La première collection haute couture d’Olivier Theyskens pour Azzaro
C’est sous la forme d’une vidéo réalisée par Lukas Dhont (le film Girl) qui met en scène la compositrice interprète Sylvie Kreusch qu’Olivier Theyskens a présenté sa première collection haute couture pour Azzaro. Le réalisateur, la musiciennea ainsi que le styliste Tom Eerebout et le directeur artistique Alessandro Cangelli nous dévoilent les dessous de cette collaboration.
par La rédaction.
Pour présenter sa première collection haute couture pour la maison Azzaro, le créateur Olivier Theyskens, nommé en février directeur artistique, a choisi d’inviter trois personnalités artistiques à réaliser une vidéo. Filmée par Lukas Dhont, réalisateur du très acclamé Girl et habillée par Tom Eerebout, styliste de Lady Gaga, la compositrice-auteure-interprète Sylvie Kreusch interprète un de ses titres où il est question d’amours passionnelles. Dans cette vidéo sombre où la réalité est secouée d’hallucinations, les créations glamour signées Theyskens pour Azzaro se font plus sophistiquées et vénéneuse. L’héritage de Loris Azzaro, débarassée de l’opulence qui lui colle à la peau, s’habille d’une énergie sensuelle et contemporaine.
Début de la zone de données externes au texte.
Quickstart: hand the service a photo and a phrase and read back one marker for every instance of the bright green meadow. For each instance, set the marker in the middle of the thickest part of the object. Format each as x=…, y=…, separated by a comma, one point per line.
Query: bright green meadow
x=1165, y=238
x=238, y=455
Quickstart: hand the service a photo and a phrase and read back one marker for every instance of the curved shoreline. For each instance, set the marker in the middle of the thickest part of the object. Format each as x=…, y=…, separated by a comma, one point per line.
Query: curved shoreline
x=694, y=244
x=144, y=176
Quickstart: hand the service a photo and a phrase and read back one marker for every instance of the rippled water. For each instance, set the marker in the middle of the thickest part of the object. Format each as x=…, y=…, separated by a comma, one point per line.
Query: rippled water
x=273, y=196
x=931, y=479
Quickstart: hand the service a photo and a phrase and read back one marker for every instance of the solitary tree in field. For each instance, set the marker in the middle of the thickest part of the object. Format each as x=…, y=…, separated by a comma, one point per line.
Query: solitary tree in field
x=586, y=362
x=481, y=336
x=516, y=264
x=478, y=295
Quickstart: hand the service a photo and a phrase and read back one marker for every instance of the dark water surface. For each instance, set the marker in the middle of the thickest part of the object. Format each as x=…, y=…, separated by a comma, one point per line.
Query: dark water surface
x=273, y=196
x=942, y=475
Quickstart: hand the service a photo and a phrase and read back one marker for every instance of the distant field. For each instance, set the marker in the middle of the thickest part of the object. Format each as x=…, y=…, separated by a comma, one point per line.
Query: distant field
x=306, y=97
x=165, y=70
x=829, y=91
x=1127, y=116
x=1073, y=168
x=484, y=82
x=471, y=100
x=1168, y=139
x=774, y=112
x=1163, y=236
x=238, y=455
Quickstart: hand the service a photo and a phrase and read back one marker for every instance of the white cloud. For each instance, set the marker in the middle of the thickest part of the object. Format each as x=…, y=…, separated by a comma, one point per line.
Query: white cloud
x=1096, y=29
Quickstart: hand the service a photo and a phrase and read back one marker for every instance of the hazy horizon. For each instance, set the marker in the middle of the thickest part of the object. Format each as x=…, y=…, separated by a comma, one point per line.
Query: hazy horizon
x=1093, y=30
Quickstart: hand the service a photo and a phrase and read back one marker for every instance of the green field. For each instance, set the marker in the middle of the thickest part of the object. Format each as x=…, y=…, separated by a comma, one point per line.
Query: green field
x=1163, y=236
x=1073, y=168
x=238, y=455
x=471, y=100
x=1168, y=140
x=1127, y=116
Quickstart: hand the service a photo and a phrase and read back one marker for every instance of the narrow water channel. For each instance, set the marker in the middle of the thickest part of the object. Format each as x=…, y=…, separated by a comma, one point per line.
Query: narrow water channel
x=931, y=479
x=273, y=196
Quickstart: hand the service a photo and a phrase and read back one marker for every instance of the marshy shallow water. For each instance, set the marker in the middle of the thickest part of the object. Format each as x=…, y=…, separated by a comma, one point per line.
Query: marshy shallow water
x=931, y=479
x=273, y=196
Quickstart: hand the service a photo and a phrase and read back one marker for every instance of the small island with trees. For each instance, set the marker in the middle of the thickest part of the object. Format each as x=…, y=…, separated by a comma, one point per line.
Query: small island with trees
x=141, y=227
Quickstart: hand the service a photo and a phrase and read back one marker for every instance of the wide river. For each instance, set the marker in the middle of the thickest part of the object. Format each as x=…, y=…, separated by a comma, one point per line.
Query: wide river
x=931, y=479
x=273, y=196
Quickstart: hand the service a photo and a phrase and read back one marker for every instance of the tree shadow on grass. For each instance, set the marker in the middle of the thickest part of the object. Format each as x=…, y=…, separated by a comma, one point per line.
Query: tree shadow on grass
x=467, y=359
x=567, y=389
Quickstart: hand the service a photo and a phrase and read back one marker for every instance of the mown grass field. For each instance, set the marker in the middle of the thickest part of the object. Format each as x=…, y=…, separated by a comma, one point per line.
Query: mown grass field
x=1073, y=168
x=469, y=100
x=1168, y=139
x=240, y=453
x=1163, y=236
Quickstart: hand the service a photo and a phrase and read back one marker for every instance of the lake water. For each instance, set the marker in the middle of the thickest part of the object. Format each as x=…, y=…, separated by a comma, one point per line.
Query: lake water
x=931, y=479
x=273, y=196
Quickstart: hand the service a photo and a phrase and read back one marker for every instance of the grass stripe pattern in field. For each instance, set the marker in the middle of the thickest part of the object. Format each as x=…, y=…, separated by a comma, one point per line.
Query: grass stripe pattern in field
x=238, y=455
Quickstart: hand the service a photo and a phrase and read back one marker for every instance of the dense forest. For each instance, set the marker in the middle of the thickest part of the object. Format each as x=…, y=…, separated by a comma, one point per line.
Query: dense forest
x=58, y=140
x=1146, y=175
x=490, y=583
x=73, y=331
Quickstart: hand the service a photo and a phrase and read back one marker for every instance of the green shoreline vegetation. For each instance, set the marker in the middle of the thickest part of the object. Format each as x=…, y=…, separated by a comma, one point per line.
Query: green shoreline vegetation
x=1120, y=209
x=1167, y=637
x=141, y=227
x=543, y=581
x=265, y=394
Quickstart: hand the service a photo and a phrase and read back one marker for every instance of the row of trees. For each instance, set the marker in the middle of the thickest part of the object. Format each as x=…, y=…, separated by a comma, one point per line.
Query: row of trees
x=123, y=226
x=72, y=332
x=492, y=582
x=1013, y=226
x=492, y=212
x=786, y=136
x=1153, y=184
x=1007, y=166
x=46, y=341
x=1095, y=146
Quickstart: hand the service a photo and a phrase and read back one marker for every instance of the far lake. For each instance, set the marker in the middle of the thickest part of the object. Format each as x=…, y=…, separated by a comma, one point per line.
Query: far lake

Vous dévoilez Seedy Tricks une carte blanche pour le défilé Azzaro haute couture présenté à l’occasion de la fashion week digital, pouvez-nous expliquer de quoi il est question ?
Sylvie Kreusch : la chanson explore différents sons et textures. Notamment, des tambours tribaux, un rythme qui continue tout au long de la piste (un peu comme un train) et plusieurs couches avec des instruments orientaux, tels que des sitars, que j’ai essayé de ne pas utiliser de manière typique. L’objectif était de combiner une ambiance psychédélique avec une naïveté à double tranchant. Je pré-produis ma musique, mais je travaille avec de vrais instruments et de vrais musiciens, ce qui était une décision très délibérée. Concernant les paroles… disons que je laisse parler mon cœur …
Lukas Dhont : La musique de Sylvie a un univers cinématographique complet, c’est pourquoi en tant que réalisateur, je suis vraiment attirée par son son et sa façon de performer. Nous avons tous les trois déjà travaillé ensemble sur une vidéo dans laquelle nous avons exploré plusieurs des principaux thèmes de son travail. La passion est un élément important, mais aussi le contraste entre le rêve et la réalité.
Alessandro Cangelli : Les extrêmes romantiques sont au cœur de l’œuvre de Sylvie. Cette chanson particulière détaille un amour non partagé qui devient obsessionnel. Cela nous a inspiré, Lukas et moi, d’explorer les parallèles entre l’obsession romantique et la perte de réalité.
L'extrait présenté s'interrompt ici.